Sebelumnya salah satu warga, Lirin Dwi Prasetyo melalui kuasa hukumnya, Wahabi Martiono menggugat ketiganya di PN Bumi Ranggalawe. Gugatan praperadilan itu dilayangkan lantaran pihak kepolisian memberhentikan penyelidikan kasus dugaan investasi bodong yang membuat Lirin merugi hingga Rp1,5 miliar.
IPTU Siswanto mengungkapkan alasan kasus tersebut diberhentikan penyelidikannya. Menurutnya, dalam kasus tersebut tak ditemukan peristiwa pidananya. Selain itu, pada tanggal 25 September 2025 lalu juga telah dilakukan gelar perkara terkait penghentian penyelidikan.
Siswanto melanjutkan, kemudian pada tanggal 9 Oktober 2025, pihak kuasa hukum pelapor mengajukan permohonan untuk dilakukan gelar perkara khusus. Dalam kegiatan tersebut, turut diundang sejumlah pihak, antara lain pelapor yang diwakili kuasa hukumnya, terlapor, serta tim penyidik.
“Dalam gelar tersebut peserta gelar belum menemukan novum baru yang bisa digunakan untuk membuka perkara tersebut,” ucap IPTU Siswanto.
Karena tak adanya novum baru itu, peserta gelar tetap setuju untuk pemberhentian penyelidikan kasus tersebut. Karena itulah, pelapor langsung menempuh upaya hukum melalui praperadilan.
“Pra peradilan sendiri merupakan hak dari pada pelapor, kita hormati langkah hukum dari pelapor,” tutur Siswanto.

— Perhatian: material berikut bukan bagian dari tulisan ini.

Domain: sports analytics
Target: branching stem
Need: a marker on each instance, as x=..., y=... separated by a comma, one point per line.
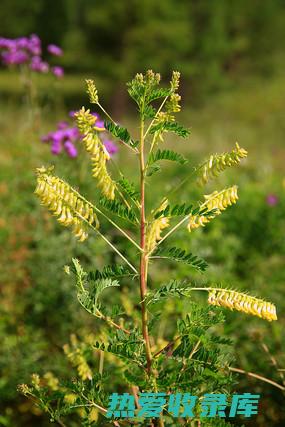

Sementara itu, Wahabi Martiono menyangkal telah setuju dilakukan adanya pemberhentian penyelidikan tersebut. Meski begitu, ia tak menyangkal telah menghadiri gelar perkara yang saat itu juga dihadiri oleh Kanit Tipidter IPTU I Made Riandika; KBO Satreskrim, IPTU Dwi Purwoko; penyidik, Budi Santoso; Bagian Pengawasan; terlapor yang berinisial W, dan juga dirinya.
“Di Berita Acara Pemeriksaan (BAP) kerugian klien saya tervalidasi Rp1,5 miliar,” pungkasnya.
Kini, Pengadilan Negeri Tuban akan menilai sah atau tidaknya penghentian penyelidikan kasus tersebut. Baik pelapor maupun pihak kepolisian sepakat menghormati proses hukum yang berjalan. (Hus/Tgb).